Populating ChromaDB with training examples (HSL format)...


100%|██████████| 6252/6252 [00:25<00:00, 242.28it/s]


Database creation complete. Total items in DB: 6252


In [8]:
# Function to calculate palette diversity (from ml/grader/grader.py)
def calculate_palette_diversity(palette_rgb):
    """
    Calculate diversity of a color palette using pairwise CIELAB color distances.
    
    Args:
        palette_rgb: List of RGB tuples [(r1,g1,b1), (r2,g2,b2), ...]
    
    Returns:
        float: Average pairwise distance between colors
    """
    # Convert RGB to LAB color objects
    lab_colors = []
    for rgb in palette_rgb:
        # Create sRGB color object (values should be 0-255)
        rgb_color = sRGBColor(rgb[0], rgb[1], rgb[2], is_upscaled=True)
        # Convert to LAB
        lab_color = convert_color(rgb_color, LabColor)
        lab_colors.append(lab_color)
    
    # Calculate pairwise distances
    pairwise_distance = 0.0
    num_pairs = 0
    N = len(lab_colors)
    
    for i in range(N - 1):
        cur_color = lab_colors[i]
        for j in range(i + 1, N):
            distance = delta_e_cie2000(cur_color, lab_colors[j])
            pairwise_distance += distance
            num_pairs += 1
    
    return pairwise_distance / num_pairs if num_pairs > 0 else 0.0

# Test the function
test_palette = query_palettes[0]
test_diversity = calculate_palette_diversity(test_palette)
print(f"Test palette: {[rgb_to_hsl(rgb) for rgb in test_palette]}")
print(f"Test diversity: {test_diversity:.2f}")
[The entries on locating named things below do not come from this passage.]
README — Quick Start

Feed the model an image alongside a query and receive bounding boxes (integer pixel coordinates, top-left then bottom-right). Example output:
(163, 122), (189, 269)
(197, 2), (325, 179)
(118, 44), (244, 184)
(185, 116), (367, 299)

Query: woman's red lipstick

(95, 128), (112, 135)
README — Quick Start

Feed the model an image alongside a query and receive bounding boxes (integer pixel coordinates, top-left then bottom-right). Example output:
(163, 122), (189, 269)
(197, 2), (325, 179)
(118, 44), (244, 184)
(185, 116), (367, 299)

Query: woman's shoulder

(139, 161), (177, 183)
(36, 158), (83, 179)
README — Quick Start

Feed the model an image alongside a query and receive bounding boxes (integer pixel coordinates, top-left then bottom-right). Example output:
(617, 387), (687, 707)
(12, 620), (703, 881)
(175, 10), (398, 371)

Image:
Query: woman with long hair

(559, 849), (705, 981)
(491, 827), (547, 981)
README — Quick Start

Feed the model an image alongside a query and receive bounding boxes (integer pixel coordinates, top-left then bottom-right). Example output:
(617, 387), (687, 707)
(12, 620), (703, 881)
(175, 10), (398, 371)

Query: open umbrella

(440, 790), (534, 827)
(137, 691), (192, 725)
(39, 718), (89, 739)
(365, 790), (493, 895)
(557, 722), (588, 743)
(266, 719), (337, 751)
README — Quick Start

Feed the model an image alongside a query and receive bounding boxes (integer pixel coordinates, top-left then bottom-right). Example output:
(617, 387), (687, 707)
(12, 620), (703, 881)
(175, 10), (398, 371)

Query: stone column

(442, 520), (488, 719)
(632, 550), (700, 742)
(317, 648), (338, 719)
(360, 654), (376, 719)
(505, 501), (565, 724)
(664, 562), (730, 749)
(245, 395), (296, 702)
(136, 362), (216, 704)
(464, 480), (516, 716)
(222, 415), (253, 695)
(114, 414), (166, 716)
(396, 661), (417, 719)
Test palette: ['(30, 65%, 82%)', '(21, 36%, 70%)', '(359, 23%, 49%)', '(20, 25%, 48%)', '(14, 25%, 55%)']
Test diversity: 18.63


In [12]:
SYSTEM_PROMPT_HSL = """
You are an expert Color Theorist and UI Designer. Your task is to generate a cohesive, aesthetically pleasing color palette based on a user's text query.

Generate a JSON response with the following format:
{
    "palette_text": ["color_name1", "color_name2", "color_name3", "color_name4", "color_name5"],
    "palette_hex": ["(H, S%, L%)", "(H, S%, L%)", "(H, S%, L%)", "(H, S%, L%)", "(H, S%, L%)"]
}
where H is between [0, 360), and S and L are between [0, 100]. No decimals.
As a reminder, H stands for hue, S stands for saturation, and L stands for lightness
"""

USER_PROMPT_TEMPLATE_HSL = """
What's the best color palette consisting of five colors to describe the text "{query}"?
Provide the color values using hsl format.

Here are some associate text-palette pairs for reference:
### REFERENCE PALETTES
{examples}
"""

print("HSL prompts defined")

HSL prompts defined


In [14]:
# Generate JSONL dataset with HSL format
output_file = "train_dataset_hsl.jsonl"

print(f"Generating JSONL dataset with {len(query_names)} examples in HSL format...")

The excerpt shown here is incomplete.